Babies Out of Order: Amelia Spence, 29, gave birth in Glasgow, Scotland, in October to two babies, one just minutes before the other, but they were not twins. The apparently super-fertile Spence, though on contraceptive pills, conceived twice in a three-week period with eggs from successive monthly cycles ("superfetation").
In Cary, N.C., a woman gave birth to twins early in the morning of Nov. 4, one at 1:32 a.m. and the other 34 minutes later, at 1:06 a.m. (after Daylight-Saving Time ended).
The prominent Rotterdam Natural History Museum in the Netherlands, which houses over 300,000 species, announced in October that it was missing a particular one that it fears is dying out: crab lice (pubic hair lice). In a June science journal article, researchers had hypothesized that the "Brazilian bikini wax" was in part responsible for the scarcity; said the museum's curator, "Pubic lice can't live without pubic hair."
Doctors at Mackay Base Hospital in Australia saved the life of a 24-year-old Italian tourist in August after he had ingested a large amount of poisonous ethylene glycol (found in antifreeze), perhaps in an attempted suicide. The antidote, pharmaceutical-grade alcohol, was in short supply at the hospital, but doctors improvised by setting up a gastric drip and feeding him vodka at the rate of three standard drinks an hour for three days.

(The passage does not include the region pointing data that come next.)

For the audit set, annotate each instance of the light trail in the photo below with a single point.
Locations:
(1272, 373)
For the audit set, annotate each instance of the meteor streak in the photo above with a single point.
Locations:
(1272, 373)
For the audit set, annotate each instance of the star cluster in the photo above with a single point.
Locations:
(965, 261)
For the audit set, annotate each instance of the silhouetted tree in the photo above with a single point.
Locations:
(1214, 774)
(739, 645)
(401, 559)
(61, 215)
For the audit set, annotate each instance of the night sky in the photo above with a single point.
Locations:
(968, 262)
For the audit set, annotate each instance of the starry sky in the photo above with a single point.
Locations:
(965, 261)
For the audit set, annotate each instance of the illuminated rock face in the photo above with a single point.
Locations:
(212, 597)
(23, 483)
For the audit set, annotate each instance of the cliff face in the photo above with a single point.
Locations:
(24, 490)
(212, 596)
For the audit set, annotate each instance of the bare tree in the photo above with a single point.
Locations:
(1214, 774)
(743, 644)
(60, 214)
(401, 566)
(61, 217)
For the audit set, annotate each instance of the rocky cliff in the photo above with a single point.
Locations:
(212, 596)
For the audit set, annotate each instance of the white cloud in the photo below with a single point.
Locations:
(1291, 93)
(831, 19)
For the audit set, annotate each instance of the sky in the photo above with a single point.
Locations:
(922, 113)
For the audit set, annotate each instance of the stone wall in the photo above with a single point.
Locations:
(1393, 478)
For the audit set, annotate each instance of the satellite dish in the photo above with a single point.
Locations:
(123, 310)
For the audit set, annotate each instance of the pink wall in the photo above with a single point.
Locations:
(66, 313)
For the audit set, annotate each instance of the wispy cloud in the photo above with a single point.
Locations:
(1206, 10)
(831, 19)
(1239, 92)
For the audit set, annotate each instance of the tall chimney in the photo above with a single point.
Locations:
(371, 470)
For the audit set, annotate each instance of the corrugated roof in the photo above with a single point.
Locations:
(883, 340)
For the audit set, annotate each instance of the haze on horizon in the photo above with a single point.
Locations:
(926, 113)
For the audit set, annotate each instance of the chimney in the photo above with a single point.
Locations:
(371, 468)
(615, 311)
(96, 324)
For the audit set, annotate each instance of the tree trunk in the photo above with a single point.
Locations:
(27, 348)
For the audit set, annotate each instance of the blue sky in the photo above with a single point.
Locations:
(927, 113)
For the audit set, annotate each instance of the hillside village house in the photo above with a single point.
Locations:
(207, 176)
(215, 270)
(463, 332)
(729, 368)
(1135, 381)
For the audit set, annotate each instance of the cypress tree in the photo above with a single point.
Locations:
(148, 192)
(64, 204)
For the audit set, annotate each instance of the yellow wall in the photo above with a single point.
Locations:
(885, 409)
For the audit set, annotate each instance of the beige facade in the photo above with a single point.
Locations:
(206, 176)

He made a full recovery, according to an October report in Melbourne's The Age.
University of Maastricht (Netherlands) researcher David Levy told the Web site LiveScience.com in October that he believes robots will be so highly developed by the middle of this century that a few people will even begin to marry them: "Once you have a story like, 'I had sex with a robot, and it was great!' appear someplace like Cosmo(politan) magazine, I'd expect many people to jump on the bandwagon." (Georgia Tech researcher Ronald Arkin added that perhaps robotic children could be used to satisfy pedophiles enough to keep them away from human children.)